Little children can dress in period clothing to act out the stories and people of all ages can sit on wooden horses complete with saddle and mochila.

Might just meet a Pony Express descendent; they show up frequently and hold family reunions.

Dr. William F. Fisher is the great grandson of rider Billy Fisher — and he’s a Space Shuttle astronaut. Something in the family DNA maybe?



Follow the trail yourself

The National Park Service – National Trails System has great maps and books if you still want more Pony Express experiences (or PX for short like the brand) after enjoying St.
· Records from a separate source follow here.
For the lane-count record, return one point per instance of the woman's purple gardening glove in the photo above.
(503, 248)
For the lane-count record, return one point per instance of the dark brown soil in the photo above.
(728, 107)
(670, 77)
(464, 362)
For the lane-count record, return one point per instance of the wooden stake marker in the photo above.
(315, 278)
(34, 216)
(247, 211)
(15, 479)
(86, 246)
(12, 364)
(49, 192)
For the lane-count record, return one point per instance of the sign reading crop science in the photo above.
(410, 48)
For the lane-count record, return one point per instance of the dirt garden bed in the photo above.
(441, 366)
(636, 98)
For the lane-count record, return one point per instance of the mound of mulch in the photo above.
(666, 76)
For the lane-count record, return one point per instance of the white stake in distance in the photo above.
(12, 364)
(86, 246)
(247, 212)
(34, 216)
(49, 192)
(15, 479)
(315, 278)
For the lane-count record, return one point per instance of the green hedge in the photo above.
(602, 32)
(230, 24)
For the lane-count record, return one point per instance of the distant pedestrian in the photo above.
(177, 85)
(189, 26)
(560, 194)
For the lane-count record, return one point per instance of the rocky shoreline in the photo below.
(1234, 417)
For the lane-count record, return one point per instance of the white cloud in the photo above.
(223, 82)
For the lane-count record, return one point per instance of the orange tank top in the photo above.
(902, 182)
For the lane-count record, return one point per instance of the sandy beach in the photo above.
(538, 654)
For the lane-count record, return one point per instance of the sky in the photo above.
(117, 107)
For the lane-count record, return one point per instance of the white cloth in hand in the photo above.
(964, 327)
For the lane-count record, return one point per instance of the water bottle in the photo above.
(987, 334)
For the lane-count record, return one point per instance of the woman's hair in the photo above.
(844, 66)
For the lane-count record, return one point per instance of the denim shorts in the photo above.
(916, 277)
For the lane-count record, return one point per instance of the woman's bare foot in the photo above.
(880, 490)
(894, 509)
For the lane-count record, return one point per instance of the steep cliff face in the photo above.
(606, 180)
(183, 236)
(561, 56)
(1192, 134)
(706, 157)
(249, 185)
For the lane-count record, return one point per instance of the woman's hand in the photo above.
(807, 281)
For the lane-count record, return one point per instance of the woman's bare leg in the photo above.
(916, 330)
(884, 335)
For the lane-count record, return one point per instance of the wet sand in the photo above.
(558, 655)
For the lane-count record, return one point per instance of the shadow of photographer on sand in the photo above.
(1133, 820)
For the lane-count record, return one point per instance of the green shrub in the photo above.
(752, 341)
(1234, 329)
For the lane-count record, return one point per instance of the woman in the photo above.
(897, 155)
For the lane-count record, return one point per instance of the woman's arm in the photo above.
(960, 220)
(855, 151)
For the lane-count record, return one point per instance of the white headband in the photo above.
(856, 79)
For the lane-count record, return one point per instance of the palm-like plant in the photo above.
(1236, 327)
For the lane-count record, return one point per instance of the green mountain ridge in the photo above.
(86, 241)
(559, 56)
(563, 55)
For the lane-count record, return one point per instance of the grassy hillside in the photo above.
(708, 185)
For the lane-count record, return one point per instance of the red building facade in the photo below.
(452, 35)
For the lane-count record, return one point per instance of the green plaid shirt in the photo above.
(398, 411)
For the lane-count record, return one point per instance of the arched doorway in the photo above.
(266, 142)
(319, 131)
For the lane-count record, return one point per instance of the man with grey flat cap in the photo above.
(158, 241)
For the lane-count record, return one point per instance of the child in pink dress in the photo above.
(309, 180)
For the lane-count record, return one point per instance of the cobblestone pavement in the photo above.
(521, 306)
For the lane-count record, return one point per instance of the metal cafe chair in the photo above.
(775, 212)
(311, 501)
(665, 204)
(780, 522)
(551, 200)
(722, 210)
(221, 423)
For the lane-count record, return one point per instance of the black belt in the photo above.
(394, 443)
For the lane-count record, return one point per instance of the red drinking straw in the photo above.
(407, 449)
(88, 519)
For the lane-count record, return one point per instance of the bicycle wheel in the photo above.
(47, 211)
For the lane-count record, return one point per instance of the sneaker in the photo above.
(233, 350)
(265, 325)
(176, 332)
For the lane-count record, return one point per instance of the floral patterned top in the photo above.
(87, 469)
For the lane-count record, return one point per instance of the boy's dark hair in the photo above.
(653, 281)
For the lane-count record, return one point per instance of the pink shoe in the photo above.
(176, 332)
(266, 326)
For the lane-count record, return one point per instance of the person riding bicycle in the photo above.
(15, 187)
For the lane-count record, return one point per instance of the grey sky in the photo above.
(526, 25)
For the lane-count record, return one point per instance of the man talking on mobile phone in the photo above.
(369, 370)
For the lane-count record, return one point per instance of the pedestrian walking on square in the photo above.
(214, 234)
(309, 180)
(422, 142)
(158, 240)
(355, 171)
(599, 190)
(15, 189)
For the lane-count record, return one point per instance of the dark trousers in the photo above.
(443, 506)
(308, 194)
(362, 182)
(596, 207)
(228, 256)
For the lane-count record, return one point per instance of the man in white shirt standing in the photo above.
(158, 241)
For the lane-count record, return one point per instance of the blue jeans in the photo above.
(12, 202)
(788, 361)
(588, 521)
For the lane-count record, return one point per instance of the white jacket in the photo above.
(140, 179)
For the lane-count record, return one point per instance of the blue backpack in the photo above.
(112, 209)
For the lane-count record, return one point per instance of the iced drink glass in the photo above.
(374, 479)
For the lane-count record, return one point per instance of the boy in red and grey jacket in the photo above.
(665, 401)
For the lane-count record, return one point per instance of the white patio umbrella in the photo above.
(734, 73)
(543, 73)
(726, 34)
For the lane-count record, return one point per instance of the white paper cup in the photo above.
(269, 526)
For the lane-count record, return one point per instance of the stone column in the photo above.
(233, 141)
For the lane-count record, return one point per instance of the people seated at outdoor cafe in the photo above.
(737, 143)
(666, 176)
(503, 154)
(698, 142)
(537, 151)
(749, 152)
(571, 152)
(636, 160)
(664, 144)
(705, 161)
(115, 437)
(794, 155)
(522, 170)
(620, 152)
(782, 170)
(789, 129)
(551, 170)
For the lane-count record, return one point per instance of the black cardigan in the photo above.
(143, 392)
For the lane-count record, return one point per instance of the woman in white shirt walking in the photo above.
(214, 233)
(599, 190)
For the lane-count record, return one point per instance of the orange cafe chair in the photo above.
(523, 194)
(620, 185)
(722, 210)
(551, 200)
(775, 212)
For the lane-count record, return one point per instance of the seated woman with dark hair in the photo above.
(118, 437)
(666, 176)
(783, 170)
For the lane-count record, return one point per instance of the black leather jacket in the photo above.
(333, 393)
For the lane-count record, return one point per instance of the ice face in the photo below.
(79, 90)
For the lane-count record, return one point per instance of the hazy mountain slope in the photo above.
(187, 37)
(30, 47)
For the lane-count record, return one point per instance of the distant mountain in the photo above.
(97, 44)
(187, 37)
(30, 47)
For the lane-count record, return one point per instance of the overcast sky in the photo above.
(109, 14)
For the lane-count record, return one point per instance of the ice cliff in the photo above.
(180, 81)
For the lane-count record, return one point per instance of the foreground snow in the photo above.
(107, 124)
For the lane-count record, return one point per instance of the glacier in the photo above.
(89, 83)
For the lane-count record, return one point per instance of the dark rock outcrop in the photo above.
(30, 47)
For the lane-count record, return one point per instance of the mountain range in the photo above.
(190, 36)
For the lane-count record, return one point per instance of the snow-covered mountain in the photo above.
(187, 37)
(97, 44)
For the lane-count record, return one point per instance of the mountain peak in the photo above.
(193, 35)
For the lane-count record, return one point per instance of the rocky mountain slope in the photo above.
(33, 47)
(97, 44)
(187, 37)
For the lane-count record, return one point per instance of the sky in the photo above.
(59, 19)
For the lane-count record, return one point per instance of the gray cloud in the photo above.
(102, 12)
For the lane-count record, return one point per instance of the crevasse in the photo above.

Jo.

Contact their Salt Lake City, Utah office at 801-741-1012 to find the best ways to follow the route.

Bring your horse in June 2010 to join the reenactment of the ride!



Mark Twain on the Pony Express

“There were about 80 pony riders in the saddle all the time, night and day, stretching in a long, scattering procession from Missouri to California, 40 flying eastward and 40 toward the west, and among them making 400 gallant horses earn a stirring livelihood, seeing a great deal of scenery every single day of the year.”



“The pony rider was usually a little bit of a man, brimful of spirit and endurance….He must be always ready to leap into the saddle and be off like the wind!”